Non si tratta, però, di una questione solo privata. Il modo in cui vengono risolti i problemi di successione ha una grande influenza su posti di lavoro e su come verranno spesi ben 18mila miliardi di dollari. Tanti quelli che saranno trasmessi alle nuove generazioni a livello globale nei prossimi cinque anni, secondo Vanguard, tra le più influenti società d’investimento. Si tratta di un trasferimento di portata storica. Il passaggio di consegne è in corso. La società immobiliare Knight Frank, nel suo ultimo Wealth report, ha intervistato 150 family office, gestori di oltre 84 miliardi di dollari, il 33% con sede in Europa: sei su dieci (58%) parlano di giovani generazioni già coinvolte nel processo decisionale. Meno di uno su dieci parla però di Millennial già al comando. E quasi la metà (44%) dice che hanno per lo più poteri secondari. Le domande su come verrà gestita la successione sono più pressanti in Asia-Pacifico, dove il capitale privato è cresciuto a un tasso annuo del 13% tra 2013 e 2023 (dati EY). Non a caso due family office su tre sono stati fondati dopo il 2010, secondo il report Campden Wealth. Molte delle nuove famiglie asiatiche mandano i figli nelle migliori università in Usa o Regno Unito. Chi torna spesso deve poi scegliere: gestire l’azienda di famiglia o il family office.

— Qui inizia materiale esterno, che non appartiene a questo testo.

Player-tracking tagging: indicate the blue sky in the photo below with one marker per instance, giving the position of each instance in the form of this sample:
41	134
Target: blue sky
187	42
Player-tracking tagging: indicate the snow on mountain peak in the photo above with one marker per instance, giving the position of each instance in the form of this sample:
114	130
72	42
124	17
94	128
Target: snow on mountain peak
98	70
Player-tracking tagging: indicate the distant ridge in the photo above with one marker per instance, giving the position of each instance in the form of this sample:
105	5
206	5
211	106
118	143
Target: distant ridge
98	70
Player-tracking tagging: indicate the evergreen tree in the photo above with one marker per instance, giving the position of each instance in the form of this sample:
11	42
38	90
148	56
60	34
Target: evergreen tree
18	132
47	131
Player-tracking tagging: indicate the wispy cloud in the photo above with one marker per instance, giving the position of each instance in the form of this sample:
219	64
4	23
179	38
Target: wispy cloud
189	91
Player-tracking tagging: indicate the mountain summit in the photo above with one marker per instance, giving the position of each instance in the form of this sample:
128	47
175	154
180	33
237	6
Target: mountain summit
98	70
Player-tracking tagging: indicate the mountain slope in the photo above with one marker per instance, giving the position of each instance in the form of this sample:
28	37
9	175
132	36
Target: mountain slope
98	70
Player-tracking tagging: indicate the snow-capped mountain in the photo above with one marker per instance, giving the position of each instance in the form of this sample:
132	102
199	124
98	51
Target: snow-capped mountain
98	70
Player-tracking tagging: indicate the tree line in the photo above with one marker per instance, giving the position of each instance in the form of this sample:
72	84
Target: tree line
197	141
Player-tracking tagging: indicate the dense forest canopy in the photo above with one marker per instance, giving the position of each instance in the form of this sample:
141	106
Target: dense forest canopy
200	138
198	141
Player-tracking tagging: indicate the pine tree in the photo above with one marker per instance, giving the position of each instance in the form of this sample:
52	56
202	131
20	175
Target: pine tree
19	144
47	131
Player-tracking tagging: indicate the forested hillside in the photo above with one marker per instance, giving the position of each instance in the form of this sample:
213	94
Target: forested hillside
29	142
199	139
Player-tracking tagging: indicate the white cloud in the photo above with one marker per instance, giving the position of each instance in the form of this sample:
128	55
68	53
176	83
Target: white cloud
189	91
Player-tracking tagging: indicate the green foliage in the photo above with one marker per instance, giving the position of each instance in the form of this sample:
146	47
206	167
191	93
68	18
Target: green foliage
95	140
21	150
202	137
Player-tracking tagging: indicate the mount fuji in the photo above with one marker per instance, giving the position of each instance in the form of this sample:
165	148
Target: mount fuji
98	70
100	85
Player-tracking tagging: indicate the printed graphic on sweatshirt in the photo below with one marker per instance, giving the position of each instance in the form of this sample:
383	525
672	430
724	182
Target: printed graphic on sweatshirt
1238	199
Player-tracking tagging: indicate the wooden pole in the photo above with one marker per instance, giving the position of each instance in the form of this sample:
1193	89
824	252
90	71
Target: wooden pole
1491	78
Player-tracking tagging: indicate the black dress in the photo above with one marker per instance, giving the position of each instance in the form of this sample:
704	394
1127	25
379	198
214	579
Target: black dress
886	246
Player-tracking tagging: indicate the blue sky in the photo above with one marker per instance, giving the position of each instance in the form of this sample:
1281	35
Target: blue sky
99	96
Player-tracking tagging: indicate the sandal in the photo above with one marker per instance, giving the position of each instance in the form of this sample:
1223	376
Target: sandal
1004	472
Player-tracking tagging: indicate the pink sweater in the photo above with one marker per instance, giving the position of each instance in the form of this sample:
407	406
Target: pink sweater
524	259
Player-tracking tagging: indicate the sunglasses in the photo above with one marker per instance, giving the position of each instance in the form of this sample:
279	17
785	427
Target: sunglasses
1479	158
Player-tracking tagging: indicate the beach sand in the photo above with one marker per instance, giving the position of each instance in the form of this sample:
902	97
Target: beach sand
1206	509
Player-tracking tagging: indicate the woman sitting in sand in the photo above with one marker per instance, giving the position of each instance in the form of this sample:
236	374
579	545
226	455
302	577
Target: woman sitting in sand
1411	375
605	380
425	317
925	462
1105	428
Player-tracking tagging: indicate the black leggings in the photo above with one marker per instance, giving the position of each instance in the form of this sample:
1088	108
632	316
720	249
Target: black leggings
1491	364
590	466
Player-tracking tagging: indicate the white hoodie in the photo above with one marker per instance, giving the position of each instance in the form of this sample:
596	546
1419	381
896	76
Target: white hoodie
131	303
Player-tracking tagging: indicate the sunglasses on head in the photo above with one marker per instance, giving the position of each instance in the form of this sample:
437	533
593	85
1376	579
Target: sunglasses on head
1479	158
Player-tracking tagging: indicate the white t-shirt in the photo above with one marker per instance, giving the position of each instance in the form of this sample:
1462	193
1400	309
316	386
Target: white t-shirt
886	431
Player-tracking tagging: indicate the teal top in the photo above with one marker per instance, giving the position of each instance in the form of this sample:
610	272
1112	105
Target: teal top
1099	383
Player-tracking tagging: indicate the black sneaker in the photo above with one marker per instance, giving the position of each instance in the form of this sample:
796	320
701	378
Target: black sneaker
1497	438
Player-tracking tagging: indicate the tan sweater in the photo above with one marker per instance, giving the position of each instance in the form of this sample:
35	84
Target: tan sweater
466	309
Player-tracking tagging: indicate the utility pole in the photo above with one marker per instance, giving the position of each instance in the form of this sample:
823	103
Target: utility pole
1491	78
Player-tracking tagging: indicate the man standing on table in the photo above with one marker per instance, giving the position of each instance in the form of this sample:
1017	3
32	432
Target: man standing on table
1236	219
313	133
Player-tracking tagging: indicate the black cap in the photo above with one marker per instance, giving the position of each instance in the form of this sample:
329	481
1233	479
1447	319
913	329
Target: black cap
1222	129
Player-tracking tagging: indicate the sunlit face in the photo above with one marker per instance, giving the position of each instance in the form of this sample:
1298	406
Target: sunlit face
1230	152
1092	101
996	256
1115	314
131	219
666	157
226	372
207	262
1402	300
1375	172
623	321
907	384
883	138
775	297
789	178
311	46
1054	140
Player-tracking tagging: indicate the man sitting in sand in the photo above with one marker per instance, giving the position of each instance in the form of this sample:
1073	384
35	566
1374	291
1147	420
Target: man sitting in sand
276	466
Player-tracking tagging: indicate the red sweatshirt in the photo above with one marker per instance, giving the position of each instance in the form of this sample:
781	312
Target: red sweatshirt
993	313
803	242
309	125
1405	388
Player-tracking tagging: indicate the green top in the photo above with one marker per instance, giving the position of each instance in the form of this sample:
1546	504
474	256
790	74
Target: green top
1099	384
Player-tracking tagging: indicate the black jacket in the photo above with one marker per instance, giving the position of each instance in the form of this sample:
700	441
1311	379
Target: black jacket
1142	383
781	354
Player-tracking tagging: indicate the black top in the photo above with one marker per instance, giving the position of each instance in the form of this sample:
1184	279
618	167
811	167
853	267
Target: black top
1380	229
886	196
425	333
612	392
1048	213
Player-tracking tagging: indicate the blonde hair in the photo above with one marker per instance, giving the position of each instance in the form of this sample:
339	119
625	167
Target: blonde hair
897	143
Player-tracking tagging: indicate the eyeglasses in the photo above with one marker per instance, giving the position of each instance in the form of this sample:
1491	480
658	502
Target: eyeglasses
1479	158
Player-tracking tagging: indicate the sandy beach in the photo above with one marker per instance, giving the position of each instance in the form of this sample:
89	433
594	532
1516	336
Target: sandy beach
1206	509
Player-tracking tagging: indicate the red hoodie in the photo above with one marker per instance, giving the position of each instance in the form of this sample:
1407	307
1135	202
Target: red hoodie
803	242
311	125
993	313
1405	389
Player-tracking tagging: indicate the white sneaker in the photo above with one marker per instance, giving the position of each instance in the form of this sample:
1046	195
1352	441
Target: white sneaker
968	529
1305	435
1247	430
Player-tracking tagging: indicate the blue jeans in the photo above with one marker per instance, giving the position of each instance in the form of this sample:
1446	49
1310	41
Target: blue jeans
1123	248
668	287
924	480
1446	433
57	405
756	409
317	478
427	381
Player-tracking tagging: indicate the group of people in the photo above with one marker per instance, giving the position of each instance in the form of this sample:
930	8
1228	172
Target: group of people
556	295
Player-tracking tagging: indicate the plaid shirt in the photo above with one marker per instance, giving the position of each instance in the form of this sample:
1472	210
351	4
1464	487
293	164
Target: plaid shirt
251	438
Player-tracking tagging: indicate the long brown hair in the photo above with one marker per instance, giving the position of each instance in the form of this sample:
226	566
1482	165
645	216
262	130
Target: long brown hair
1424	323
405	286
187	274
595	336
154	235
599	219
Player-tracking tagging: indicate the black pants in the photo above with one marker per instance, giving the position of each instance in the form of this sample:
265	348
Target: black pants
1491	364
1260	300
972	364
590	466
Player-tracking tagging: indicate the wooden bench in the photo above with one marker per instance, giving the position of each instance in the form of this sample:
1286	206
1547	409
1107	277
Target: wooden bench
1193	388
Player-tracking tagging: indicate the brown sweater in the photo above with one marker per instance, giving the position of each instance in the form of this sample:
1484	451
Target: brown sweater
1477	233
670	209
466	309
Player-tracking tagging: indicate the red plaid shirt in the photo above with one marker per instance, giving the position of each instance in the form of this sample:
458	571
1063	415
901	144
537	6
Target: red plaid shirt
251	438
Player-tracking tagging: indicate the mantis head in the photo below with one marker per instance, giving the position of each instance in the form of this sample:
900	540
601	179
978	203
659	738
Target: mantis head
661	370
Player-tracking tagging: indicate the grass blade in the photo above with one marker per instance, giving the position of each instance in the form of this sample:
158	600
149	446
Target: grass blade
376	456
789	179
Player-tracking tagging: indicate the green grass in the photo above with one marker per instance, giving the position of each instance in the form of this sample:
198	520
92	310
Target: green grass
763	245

In Italia, secondo Aipb, l’associazione del private banking, entro il 2028, 180 miliardi di euro passeranno alle nuove generazioni. “Ma il 69% dei clienti Private tra i 65 e i 74 anni non coinvolge i figli nella gestione del patrimonio, creando un vuoto”, spiegava lo scorso marzo il presidente Andrea Ragaini. Diverso il discorso per i patrimoni senza erede, pari entro il 2030 a 20,8 miliardi, secondo Fondazione Cariplo. “Ciò in un Paese come il nostro dove la propensione a fare testamento è solo del 12%”, spiega Marcello Gallo, presidente del Fondo Filantropico Italiano, che invita chi non ha figli a guardare alla filantropia.

“Oltre alle fondazioni di famiglia – secondo Ragaini – ci sono strumenti come fondi filantropici, polizze assicurative, fondazioni fiduciarie e trust che possono rendere la filantropia parte integrante della pianificazione patrimoniale”. Per Aipd, il fondo filantropico o la polizza assicurativa consentono di affidarsi a grandi organizzazioni per la gestione. La fondazione fiduciaria permette di destinare beni a uno scopo specifico. Il trust, di destinare una parte del patrimonio a scopi filantropici e un’altra a esigenze familiari, offrendo un alto livello di personalizzazione, più riservatezza e minori oneri burocratici rispetto alla fondazione di famiglia. Queste ultime vanno meno di moda. “La causa? – dice l’avvocato Andrea Vicari – alcuni limiti imposti dall’ordinamento”.